Mumbai: Reliance Industries Ltd, India's largest company by market value, will start selling natural gas this year at the equivalent of a fifth of global prices, easing the nation's import bill at a time of record crude oil costs.

Reliance will sell gas at $25.20 a barrel of oil equivalent, compared with more than $135 in global markets, Chairman Mukesh Ambani told shareholders yesterday. Piping the fuel from the Krishna Godavari basin off India's eastern coast will cut Rs1.14 trillion ($27 billion, Dh99 billion) from the country's import bill, he said.

Reliance Industries is investing $5.2 billion to develop Krishna Godavari (KG) basin, the nation's largest field that is expected to more than double India's gas output.

Demand

India, Asia's third-biggest economy, imports 70 per cent of its oil and doesn't produce enough gas to meet demand from power and fertiliser makers.

The group's petroleum unit will also commission its new refinery "earlier than scheduled" in the second half of this year, Ambani said. Completion of the refinery will increase Reliance's ability to process crude oil to 1.24 million barrels per day, equivalent to about two per cent of global capacity, he said.

The 580,000-barrels-a-day Jamnagar refinery is being built adjacent to an existing 660,000-barrels-a-day plant owned by Reliance.
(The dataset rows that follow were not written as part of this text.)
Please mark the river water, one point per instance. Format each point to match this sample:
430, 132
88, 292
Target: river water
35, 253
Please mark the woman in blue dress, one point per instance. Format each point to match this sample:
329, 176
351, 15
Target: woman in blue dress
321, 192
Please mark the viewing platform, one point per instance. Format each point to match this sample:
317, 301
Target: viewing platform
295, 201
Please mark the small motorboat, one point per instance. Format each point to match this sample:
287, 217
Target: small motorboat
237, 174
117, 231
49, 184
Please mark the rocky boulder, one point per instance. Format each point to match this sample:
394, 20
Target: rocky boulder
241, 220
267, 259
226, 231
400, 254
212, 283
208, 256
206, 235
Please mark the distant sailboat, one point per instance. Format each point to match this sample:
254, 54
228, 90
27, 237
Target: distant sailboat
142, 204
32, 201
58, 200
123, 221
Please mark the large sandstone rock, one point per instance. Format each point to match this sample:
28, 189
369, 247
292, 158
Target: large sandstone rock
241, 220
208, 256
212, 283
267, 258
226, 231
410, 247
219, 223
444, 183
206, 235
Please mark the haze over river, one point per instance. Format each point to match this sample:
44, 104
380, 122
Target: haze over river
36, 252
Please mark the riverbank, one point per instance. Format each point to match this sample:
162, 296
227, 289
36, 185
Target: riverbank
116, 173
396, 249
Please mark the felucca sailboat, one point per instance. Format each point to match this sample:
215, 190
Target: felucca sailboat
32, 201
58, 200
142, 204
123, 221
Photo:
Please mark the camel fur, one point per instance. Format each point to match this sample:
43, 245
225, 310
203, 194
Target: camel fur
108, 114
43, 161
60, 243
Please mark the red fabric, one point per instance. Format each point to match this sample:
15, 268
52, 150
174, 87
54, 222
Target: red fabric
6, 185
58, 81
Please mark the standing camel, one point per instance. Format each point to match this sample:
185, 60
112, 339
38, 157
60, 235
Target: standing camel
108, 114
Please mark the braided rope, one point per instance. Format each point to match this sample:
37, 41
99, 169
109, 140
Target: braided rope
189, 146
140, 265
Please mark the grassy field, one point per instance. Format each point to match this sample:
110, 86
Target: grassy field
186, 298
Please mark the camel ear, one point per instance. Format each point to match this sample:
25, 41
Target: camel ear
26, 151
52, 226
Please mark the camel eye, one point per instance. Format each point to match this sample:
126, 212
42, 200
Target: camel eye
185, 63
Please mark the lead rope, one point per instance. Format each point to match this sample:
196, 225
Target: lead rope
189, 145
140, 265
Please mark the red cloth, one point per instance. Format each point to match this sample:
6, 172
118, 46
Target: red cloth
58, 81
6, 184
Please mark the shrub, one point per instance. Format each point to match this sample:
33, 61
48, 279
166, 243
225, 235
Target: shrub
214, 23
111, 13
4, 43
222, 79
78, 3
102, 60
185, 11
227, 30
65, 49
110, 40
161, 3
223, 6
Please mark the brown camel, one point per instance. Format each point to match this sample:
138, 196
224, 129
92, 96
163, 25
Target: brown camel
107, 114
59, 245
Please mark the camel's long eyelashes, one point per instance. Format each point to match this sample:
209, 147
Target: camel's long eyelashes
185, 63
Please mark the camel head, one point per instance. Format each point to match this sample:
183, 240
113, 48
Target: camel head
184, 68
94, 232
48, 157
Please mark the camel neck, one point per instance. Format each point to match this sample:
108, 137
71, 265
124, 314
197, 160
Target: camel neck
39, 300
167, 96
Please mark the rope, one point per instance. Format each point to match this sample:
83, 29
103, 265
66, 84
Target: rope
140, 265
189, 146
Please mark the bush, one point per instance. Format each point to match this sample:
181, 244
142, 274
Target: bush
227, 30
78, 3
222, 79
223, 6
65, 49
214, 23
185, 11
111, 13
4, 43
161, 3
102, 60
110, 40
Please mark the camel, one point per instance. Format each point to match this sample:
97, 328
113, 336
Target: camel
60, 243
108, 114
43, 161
The combined facility will be the world's biggest, according to the parent.

The soaring cost of hiring rigs and exploration equipment and a government cap on gas prices may curb Reliance's profit from the new field in the Bay of Bengal that will produce 80 million cubic metres of gas a day.

The government has ordered Reliance to sell natural gas from the Krishna Godavari field for $4.2 per million British thermal units, less than the $4.5 it had sought. Reliance has installed 110,000 metric tonnes of offshore equipment and has completed 90 per cent of all onshore production infrastructure, Ambani said.